Biden to launch 6-point plan against COVID-19 which will include vaccine mandates for federal workers

U.S. President Joe Biden plans to require all federal employees get vaccinated against COVID-19 and is expected to announce vaccination requirements for private companies that get government contracts which could affect millions more employees.

With U.S. COVID-19 cases surging among the unvaccinated, Biden will also lay out new steps schools and workplaces can take to mitigate the spread of the virus in a 5 p.m. ET speech.

Many in the United States remain skeptical of the shots two months after Biden declared that Americans are “closer than ever to declaring our independence” from the coronavirus.

The president will sign an executive order on Thursday that applies to some four million U.S. government workers.

He will also announce new vaccine requirements for private companies that get government contracts, White House press secretary Jen Psaki said.

Any such requirements could affect millions more employees, including workers at hospitals that get government contracts to treat patients on Medicaid or Medicare, social welfare programs for the poor, disabled and older Americans.

“Our overarching objective here is to reduce the number of unvaccinated Americans,” she said, noting that 80 million still have not been vaccinated.

“We want to reduce that number, decrease hospitalizations and deaths and allow our children to go to school safely.”

Just over 53 per cent of all Americans are fully vaccinated, including almost two-thirds of the adult population, according to CDC data. The disease has killed more than 654,000 Americans. 

Federal workers unions suggested they would accept the vaccine mandate. The employees will have a 75-day period to get vaccinated, and will be referred to human resources for counselling and possible disciplinary action if they do not get the shot, Psaki said.

The speech will also cover increasing testing and mask-wearing, protecting the economic recovery from the pandemic-induced recession, and improving healthcare for people infected with the disease, she said in television interviews.

“He’s going to speak directly to vaccinated people and their frustration, and he wants them to hear how we’re going to build on what we’ve done to date to get the virus under control and to return to some version of normal in this country,” she said.

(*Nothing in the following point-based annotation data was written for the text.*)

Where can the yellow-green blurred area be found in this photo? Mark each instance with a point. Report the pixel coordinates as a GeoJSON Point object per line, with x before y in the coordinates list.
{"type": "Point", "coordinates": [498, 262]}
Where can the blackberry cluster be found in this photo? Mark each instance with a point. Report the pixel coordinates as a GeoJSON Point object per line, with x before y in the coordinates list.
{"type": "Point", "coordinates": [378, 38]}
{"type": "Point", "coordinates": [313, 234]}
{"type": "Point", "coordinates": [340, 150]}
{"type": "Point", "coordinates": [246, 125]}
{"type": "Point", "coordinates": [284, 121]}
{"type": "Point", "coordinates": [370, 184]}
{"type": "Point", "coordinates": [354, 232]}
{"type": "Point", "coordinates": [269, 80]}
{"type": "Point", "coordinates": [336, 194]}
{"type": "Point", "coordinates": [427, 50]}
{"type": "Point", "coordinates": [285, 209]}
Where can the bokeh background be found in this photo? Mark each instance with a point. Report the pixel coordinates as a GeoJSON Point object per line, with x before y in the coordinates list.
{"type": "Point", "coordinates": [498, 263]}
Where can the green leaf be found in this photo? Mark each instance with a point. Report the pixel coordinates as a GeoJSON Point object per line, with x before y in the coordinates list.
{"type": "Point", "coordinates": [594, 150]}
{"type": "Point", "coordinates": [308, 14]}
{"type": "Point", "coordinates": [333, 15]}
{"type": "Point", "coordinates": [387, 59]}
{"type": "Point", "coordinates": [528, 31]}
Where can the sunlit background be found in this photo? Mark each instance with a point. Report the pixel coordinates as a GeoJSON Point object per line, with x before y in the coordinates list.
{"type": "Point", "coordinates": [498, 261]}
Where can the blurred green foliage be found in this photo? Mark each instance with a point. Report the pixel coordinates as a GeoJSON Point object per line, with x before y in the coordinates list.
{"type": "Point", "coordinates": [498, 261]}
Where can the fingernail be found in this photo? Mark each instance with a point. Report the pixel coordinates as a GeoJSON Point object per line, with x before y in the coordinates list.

Increasing infections have raised concerns as children head back to school, while also rattling investors and upending company return-to-office plans.

U.S. ‘still in pandemic mode’

With 160,000 new infections a day, the country is “still in pandemic mode … That’s not even modestly good control,” Biden’s chief medical adviser Dr. Anthony Fauci told Axios, adding: “You’ve got to get well below 10,000 before you start feeling comfortable.”

The White House plans to offer booster shots providing additional protection to those who are fully vaccinated, a rejection of arguments from the World Health Organization and other advocates that with global vaccine supplies limited, rich countries should pause booster shots until more people worldwide are inoculated.

Psaki told MSNBC the White House wants COVID-19 tests to be easier to obtain.

Abbott Laboratories and other test manufacturers are trying to boost production as cases soar, after having scaled back in recent months. CVS Health Corp recently imposed limits on the number of at-home tests customers can buy.

“It’s hard to find a test … they should be more available and accessible to people across the country,” Psaki said.

The White House said the federal government cannot mandate vaccines nationwide, but it has encouraged school districts, businesses and other entities to require shots.

Many school districts have mandated masks, despite heated controversy in some areas, and some have required teachers to be vaccinated or face regular testing.